A cybersecurity expert who was supposed to help protect a Westchester cybersecurity company from hackers has been sentenced to prison for trying to extort $1.5 million from the client.
U.S. District Judge Vincent L. Briccetti sentenced Vincent Cannady to three years and a month in federal prison, on Jan. 23, followed by two years of supervised release.
Cannady, according to court records, threatened to release highly sensitive information that would have imperiled Kyndryl Holdings Inc.’s “reputation and shake investor confidence.”
In 2022, Experis Manpower Group, of Milwaukee, hired Cannady, of El Dorado Springs, Missouri, as a cybersecurity consultant. He was assigned to Kyndryl, a publicly-traded company that provides internet technology infrastructure services to multinational businesses. Kyndryl was spun off from Armonk-based IBM in 2021, is headquartered in Manhattan and has offices in Rye Brook.
Cannady was fired in June 2023 “for performance reasons,” according to a criminal complaint filed in 2024. Days later he uploaded more than 800 Kyndryl files to his personal cloud account.
The files included sensitive information, such as penetration test reports and diagrams of computer systems that hackers could use to breach Kyndryl’s systems.
For six months he repeatedly demanded a “settlement” from Kyndryl and Experis to stop him from disclosing the information or suing them. One email message, for instance, was copied to two journalist and included the statement, “I have a great business news story for you to share with your editors.”

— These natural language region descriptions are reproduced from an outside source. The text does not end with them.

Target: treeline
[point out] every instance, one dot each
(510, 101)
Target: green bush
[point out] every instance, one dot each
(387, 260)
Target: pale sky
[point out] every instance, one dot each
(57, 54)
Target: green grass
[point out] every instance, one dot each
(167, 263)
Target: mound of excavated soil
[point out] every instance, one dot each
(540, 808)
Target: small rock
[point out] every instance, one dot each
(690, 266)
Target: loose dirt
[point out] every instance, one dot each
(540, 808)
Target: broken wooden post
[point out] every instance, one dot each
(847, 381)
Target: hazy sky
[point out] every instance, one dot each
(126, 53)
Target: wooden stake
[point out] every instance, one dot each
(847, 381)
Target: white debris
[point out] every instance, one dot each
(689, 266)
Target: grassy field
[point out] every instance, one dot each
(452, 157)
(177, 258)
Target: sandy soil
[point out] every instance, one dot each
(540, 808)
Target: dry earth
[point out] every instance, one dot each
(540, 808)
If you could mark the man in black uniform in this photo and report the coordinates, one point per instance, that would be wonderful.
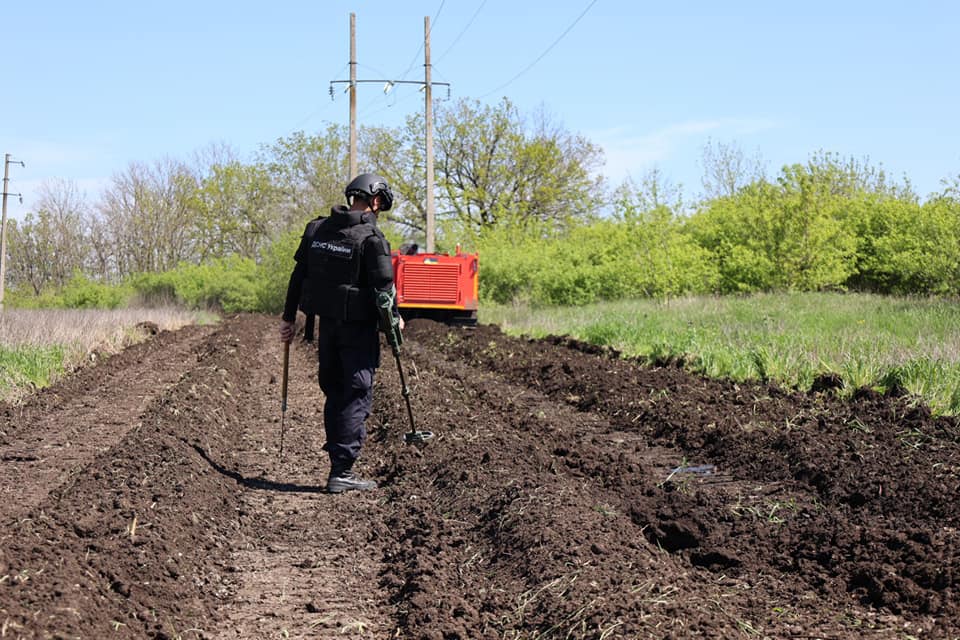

He continued making threats even after Kyndryl got a federal court to issue a temporary restraining order prohibiting Cannady from disclosing information.
This past September, a federal jury in White Plains convicted Cannady of attempted extortion.

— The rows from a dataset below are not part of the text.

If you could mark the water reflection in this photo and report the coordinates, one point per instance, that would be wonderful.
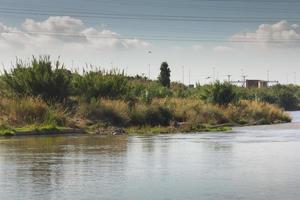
(249, 163)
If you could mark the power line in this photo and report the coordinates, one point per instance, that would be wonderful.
(145, 38)
(176, 18)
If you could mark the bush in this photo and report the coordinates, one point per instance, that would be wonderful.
(220, 93)
(39, 79)
(101, 84)
(30, 110)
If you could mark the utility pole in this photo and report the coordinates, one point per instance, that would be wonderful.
(244, 80)
(229, 77)
(183, 75)
(189, 76)
(149, 66)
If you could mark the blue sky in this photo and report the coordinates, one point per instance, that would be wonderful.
(207, 38)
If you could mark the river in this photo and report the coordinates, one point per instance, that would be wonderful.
(258, 163)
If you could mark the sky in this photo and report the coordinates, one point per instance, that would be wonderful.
(198, 38)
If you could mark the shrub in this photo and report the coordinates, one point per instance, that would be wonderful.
(220, 93)
(101, 84)
(40, 79)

The U.S. Probation Office calculated that he could be imprisoned for 70 to 87 months, under nonmandatory sentencing guidelines.
Cannady, who represented himself in the case, requested no jail time, in a sentencing memorandum submitted to the judge.
His demands were merely settlement negotiations ordered by a judge in a lawsuit with his employer. “A defendant cannot be ordered to negotiate and then prosecuted for doing so,” he argued.
Cannady says he had a First Amendment right to petition his employer. He made no threats of violence, property damage or physical harm. Kyndryl is not a helpless victim, but rather a multinational cybersecurity corporation represented by elite counsel. No crime occurred. No money was obtained. He poses no danger to the public.
The alleged harm, he stated, “consisted of corporate inconvenience, legal fees, and reputational concerns – none of which constitute extortion damages.”
Assistant prosecutors Reyhan Watson and James McMahon recommended imprisonment of 97 months.
Cannady abused a position of trust when he threatened to release critical infrastructure information unless Experis paid him $535,000 and Kyndryl paid him $1.5 million.
He gave false testimony in the trial. He still claims his conduct was lawful. And he minimized his actions as being the result of a 3-year-long period of anger due to alcohol.
“Absent a meaningful sanction,” the prosecutors argued, “Cannady has made clear that he will reoffend or leverage sensitive information again when it suits him.”
Cannady filed an additional sentencing recommendation on the day he was sentenced. He asked for access to Veterans Administration services, including PTSD, alcohol, mental health and medical treatment.
Judge Briccetti recommended that the Bureau of Prisons place Cannady in a Missouri facility that is capable of treating his medical and mental needs.